中国は、経済、外交、エネルギー分野でサウジ、イラン双方と緊密な関係にあり、両国に対する対応では慎重な配慮を求められている。

・サウジ施設攻撃、米が衛星画像公表 イラン側は関与否定(朝日新聞DIGITAL 2019年9月16日)

※サウジアラビアの石油施設が攻撃を受けた問題で、イラン政府に責任があると主張する米政府は15日、現場の衛星画像などを公表した。施設の北西側が被弾しているといい、政府高官はイランやイラク方面からの攻撃の可能性が高いとの見方を示した。イランは関与を否定しているが、トランプ米大統領も「検証結果次第で臨戦態勢をとる」とツイートしており、米国とイランの間の緊張がさらに高まる恐れがある。

14日に攻撃されたのは、サウジ東部にある国営石油会社の石油施設2カ所。南側に位置する隣国イエメンの反政府武装組織フーシが、10機のドローンで攻撃したと犯行を表明しているが、ポンペオ米国務長官は「イランが攻撃を行った」と主張している。

ロイター通信によると、米政府高官は15日、石油施設の19カ所に着弾の跡があることを示す衛星画像を公開した。攻撃にはドローンだけでなく、巡航ミサイルが併用されたとの情報なども挙げ、「イランに責任があることは間違いない」と述べたという。
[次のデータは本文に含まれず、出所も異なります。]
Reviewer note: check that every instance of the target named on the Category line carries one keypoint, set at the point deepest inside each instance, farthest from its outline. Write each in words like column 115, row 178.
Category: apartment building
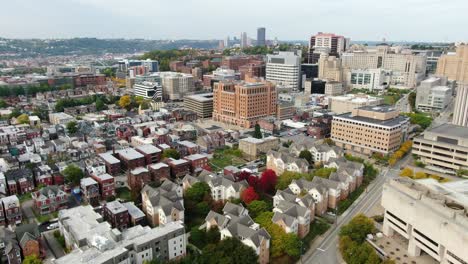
column 433, row 95
column 347, row 103
column 430, row 215
column 454, row 65
column 243, row 103
column 443, row 148
column 284, row 69
column 93, row 240
column 202, row 104
column 326, row 43
column 370, row 129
トランプ氏もツイートで「我々は犯人を知っていると信じる理由がある」としつつ、「誰が攻撃をしたのかについて(サウジ)王国から(見解を)聞くのを待っている」と発信。サウジによる検証を待って対応策を判断する考えを示した。

これに対し、イラン外務省のムサビ報道官は16日の定例会見で「イランが関与したという米国の批判は根拠がなく、受け入れられない」と強調。イラン政府のラビイー報道官も「イエメン内戦の根本的な問題に取り組まず、事実無根の批判を続けている」と語った。